FeministUnderTheCatriarchy · 05/07/2025 14:31

Avidreader12 · 05/07/2025 14:28

But he was invited no where does it state that this is the reason for her to exclude him for 20 years OP has a relationship with him. Stop speculating to fit some kind of narrative.

And my sister had a relationship with our dad.

I am not saying he sexually abused OP's sister.

But instead of assuming the woman is being dramatic in favour of this man, let's maybe give HER the grace that she may have a good reason.

Why are we assuming he is innocent and she is the one in the wrong. It absolutely is internalised misogyny. Statistically he very likely is the one who has done something bad.

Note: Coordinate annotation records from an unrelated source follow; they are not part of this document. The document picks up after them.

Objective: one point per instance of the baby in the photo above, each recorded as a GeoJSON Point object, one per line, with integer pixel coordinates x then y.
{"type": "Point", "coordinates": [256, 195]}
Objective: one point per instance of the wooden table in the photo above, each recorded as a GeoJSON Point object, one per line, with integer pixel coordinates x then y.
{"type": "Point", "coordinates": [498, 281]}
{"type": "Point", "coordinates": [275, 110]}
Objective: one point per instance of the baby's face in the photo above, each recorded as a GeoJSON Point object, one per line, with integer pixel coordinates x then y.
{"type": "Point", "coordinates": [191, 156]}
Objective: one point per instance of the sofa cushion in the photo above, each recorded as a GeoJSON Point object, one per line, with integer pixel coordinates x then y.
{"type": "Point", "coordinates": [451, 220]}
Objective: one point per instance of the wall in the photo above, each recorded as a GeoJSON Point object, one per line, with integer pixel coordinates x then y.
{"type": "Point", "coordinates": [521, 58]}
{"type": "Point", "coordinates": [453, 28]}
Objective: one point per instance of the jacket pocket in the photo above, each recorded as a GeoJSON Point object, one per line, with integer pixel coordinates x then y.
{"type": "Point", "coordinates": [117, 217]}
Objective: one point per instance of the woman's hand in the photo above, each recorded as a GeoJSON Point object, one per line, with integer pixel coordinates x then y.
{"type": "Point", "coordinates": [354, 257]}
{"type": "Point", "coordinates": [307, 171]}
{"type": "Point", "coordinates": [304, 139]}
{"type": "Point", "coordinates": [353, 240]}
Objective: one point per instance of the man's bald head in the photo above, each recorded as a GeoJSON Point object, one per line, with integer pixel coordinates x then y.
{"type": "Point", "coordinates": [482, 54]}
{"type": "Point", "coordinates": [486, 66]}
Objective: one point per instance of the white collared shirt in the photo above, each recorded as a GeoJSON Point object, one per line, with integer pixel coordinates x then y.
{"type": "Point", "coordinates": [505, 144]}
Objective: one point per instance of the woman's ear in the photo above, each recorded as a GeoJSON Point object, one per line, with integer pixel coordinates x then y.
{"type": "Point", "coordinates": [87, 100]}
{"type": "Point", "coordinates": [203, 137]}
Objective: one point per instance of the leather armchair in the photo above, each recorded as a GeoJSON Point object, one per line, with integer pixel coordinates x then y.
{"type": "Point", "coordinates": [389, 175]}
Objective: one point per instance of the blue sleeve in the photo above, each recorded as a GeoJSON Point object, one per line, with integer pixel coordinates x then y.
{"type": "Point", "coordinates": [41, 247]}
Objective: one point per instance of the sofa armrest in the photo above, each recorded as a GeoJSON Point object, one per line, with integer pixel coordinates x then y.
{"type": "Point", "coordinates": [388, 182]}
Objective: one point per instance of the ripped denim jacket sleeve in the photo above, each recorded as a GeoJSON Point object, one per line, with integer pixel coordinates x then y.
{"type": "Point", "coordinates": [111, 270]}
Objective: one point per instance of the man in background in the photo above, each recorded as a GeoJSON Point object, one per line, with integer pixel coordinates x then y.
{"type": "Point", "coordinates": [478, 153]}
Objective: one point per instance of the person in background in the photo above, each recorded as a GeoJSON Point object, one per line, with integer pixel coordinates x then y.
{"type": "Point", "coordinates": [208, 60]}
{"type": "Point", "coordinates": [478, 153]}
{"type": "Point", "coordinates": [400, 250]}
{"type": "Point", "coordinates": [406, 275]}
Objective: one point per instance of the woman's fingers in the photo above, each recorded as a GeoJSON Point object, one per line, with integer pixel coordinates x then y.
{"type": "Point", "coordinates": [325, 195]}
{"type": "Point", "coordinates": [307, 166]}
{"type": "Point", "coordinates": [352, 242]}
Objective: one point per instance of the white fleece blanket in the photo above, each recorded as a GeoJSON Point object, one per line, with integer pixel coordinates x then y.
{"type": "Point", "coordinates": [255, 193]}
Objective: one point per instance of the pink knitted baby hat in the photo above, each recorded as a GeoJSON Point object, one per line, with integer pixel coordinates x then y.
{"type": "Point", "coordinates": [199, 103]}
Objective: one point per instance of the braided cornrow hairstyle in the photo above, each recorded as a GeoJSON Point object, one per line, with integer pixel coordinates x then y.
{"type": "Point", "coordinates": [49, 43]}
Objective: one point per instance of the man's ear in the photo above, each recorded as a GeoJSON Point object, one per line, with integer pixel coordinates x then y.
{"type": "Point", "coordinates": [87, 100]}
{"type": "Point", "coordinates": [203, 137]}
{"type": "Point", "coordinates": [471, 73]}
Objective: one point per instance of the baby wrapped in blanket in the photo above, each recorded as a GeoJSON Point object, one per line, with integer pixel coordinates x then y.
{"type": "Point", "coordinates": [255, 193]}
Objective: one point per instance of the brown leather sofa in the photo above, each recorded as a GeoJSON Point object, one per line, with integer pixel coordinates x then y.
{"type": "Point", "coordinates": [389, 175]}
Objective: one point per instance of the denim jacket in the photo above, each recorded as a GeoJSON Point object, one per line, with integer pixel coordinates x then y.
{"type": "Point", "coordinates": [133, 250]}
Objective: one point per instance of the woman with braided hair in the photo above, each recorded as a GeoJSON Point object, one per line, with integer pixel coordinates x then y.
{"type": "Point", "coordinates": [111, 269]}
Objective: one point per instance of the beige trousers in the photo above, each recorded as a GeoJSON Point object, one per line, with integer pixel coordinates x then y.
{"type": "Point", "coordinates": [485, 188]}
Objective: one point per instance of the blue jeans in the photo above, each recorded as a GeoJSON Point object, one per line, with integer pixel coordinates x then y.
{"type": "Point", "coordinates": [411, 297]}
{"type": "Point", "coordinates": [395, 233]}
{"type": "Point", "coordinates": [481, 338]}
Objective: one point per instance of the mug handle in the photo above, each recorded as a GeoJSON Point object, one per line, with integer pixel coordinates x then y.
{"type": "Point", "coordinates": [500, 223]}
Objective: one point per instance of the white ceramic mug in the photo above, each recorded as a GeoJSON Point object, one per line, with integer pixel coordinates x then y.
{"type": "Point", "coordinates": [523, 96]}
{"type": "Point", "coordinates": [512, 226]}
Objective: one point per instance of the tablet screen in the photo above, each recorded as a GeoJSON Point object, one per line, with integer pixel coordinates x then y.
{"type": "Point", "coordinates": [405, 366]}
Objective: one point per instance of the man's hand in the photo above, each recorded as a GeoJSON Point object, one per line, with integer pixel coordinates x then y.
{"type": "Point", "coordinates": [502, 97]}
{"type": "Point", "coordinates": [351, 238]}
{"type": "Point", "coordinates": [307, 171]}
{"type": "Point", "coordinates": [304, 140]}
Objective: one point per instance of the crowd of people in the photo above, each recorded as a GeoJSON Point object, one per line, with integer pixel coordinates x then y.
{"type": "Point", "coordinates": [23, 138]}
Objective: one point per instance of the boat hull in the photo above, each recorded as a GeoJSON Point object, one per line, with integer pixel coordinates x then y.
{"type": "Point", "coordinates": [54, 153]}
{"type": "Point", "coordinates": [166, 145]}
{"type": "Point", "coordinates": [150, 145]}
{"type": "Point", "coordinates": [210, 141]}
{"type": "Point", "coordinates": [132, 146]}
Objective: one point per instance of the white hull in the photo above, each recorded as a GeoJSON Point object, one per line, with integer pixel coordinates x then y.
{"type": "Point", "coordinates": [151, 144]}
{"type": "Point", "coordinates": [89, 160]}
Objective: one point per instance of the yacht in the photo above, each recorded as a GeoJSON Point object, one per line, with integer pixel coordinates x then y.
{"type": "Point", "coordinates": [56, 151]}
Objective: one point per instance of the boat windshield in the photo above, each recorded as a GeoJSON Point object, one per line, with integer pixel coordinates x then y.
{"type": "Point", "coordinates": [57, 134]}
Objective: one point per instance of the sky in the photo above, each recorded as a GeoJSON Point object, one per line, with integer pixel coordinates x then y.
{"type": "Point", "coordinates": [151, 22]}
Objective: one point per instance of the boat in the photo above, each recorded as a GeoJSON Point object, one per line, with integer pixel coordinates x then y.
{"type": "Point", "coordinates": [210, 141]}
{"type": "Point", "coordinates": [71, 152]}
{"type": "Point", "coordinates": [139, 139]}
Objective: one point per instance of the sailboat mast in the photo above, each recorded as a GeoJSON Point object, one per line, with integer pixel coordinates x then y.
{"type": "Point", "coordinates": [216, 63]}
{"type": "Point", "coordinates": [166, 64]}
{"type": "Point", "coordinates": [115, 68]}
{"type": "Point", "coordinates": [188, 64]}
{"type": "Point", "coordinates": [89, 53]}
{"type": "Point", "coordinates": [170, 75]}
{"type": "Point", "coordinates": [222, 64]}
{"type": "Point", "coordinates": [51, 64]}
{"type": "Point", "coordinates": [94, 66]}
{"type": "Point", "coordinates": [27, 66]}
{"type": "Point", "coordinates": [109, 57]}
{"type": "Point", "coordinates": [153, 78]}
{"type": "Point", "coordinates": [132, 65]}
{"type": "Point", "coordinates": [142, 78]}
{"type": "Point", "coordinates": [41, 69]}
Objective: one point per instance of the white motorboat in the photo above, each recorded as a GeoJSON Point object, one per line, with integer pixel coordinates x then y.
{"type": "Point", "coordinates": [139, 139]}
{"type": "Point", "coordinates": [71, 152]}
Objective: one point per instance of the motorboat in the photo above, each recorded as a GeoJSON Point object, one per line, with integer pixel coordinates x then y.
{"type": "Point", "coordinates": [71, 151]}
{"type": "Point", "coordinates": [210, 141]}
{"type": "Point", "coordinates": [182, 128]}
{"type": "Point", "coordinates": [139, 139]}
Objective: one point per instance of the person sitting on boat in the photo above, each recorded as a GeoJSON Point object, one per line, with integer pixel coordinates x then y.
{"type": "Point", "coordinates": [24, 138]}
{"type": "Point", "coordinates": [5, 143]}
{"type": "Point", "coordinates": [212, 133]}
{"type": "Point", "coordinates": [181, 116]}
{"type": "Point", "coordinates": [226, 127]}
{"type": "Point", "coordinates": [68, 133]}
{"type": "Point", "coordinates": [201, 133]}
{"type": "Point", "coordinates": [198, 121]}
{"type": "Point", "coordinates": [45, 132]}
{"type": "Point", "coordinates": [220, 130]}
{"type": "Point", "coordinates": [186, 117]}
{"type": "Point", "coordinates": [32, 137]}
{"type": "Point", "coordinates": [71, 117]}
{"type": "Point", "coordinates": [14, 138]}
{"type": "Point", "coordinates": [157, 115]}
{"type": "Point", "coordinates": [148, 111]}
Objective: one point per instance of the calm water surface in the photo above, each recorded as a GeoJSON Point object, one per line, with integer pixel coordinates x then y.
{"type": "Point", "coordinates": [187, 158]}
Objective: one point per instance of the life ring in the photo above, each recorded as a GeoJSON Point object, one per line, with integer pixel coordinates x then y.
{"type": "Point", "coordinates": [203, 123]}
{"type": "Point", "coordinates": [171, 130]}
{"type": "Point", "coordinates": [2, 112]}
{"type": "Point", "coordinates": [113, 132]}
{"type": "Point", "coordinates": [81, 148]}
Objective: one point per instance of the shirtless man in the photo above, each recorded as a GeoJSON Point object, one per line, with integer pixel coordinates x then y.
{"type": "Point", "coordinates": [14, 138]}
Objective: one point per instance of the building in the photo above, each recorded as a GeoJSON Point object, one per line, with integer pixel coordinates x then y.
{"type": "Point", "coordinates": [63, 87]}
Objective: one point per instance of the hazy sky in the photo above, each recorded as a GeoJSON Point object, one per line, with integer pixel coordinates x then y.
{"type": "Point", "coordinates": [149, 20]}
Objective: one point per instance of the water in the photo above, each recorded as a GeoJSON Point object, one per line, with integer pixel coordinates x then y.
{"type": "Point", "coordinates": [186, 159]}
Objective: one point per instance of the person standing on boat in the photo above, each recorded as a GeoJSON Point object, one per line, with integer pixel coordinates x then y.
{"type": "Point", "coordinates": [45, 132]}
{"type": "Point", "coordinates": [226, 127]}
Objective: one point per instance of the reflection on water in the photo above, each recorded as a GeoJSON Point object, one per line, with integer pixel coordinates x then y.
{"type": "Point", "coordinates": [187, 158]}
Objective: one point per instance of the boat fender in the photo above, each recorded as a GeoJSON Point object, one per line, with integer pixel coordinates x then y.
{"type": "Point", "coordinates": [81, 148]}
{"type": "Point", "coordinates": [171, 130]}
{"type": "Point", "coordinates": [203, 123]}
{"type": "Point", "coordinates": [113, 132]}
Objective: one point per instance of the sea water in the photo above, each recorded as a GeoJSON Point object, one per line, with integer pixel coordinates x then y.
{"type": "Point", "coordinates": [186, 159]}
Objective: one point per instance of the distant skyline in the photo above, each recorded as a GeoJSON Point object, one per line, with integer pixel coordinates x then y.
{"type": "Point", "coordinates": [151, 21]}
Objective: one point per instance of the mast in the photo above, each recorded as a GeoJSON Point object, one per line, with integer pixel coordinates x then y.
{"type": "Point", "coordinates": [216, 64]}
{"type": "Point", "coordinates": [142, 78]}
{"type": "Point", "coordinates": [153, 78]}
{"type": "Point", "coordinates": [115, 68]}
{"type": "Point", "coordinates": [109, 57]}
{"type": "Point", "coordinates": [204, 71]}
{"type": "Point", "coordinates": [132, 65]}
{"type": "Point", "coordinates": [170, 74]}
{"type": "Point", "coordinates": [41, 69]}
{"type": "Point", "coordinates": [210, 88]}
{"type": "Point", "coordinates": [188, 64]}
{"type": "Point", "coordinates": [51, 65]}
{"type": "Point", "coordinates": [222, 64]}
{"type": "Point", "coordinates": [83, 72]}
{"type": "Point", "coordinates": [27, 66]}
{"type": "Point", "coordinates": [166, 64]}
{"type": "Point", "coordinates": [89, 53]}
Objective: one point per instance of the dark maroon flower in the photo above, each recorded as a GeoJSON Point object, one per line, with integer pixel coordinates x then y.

ExercicenformedeZ · 05/07/2025 14:35

PeapodMcgee · 05/07/2025 12:41

Engage your brain and consider what might have happened in the past between the sister and the father, meaning that he had to be managed in such a way on the wedding day. Use your imagination.

If what you're implying is true, then it's largely on the OP for inviting her father in the first place.

Gloriia · 05/07/2025 14:38

pikkumyy77 · 05/07/2025 12:48

Maybe she doesn’t feel comfortable admitting that her father sexually abused her sister, let alone family friend molest her, treated her badly because he thought she wasn’t really his child, stole from her, or otherwise abused her. These are all real things that happen. Don’t be all faux outraged on behalf of the dad. Its quite common for people to abuse one child and pretend nothing is wrong to the world.

Surely if the reason for being nc was sexual abuse or any other of your suggestions he would not have been invited at all?!

PeapodMcgee · 05/07/2025 14:39

ExercicenformedeZ · 05/07/2025 14:35

If what you're implying is true, then it's largely on the OP for inviting her father in the first place.

Well yes, she says "Why did I just not let him come", seems to be torturing herself and has disappeared from the thread. Unresolved obligation and guilt most likely being the reason for his invite.

thepariscrimefiles · 05/07/2025 14:39

Poodlelove · 05/07/2025 11:43

I know , I am gutted.
She was a bit shocked but glad that she had people that moved him away and that he left and she was very happy all day , thank goodness.

Did your son want to invite him or was it your suggestion?

Avidreader12 · 05/07/2025 14:43

Sister gets what she wanted, father man handled and warned in public treated like public enemy number 1 whilst OP wonders why it didn’t go better and posts on mumsnet for advice? strange one? Surely when OP mentions wedding to sister wouldn’t they talk how relations might be strained by sister not speaking to an invited guest family she’s refused contact for 20 years.

thepariscrimefiles · 05/07/2025 14:47

Avidreader12 · 05/07/2025 13:53

Your sister sounds over dramatic and baring a grudge asking other people to intervene when approached by someone she doesn’t speak to for over 20 years when all they were doing was waving hardly picking a fight. Total overreaction. Your sister should have not done this no wonder he felt unwelcome.

He was invited on the condition that he didn't approach OP's sister. He ignored that instruction.

He seems to have been invited out of a sense of obligation, not that anyone particularly wanted him there so him feeling unwelcome was probably appropriate.

HenDoNot · 05/07/2025 14:50

You describe your dad as “difficult”.

Even the stuff with your sister aside, he approached the bride and groom in the middle of their wedding day to whine to them that he felt out of place and unwanted. Who on earth ever thinks that’s appropriate?

If you were the one that pushed for him to be invited, then you owe everyone a huge apology.

ARainyNightInSoho · 05/07/2025 14:51

OP are you hungover? When I have had a lot to drink I often feel paranoid and ruminate on what I have said and done the night before. The day afterwards things are back in perspective. I hope that’s the case for you too,

MaggiesShadow · 05/07/2025 14:53

This was obviously unpleasant, but I think you're taking on too much here.

Do you feel guilty? Did you push for your father to attend? I'm just trying to understand why you feel so responsible for it.

Either way, he caused a bit of a kerfuffle but nothing too bad and I'm assuming everyone had fun when he went so all's well that ends well, really!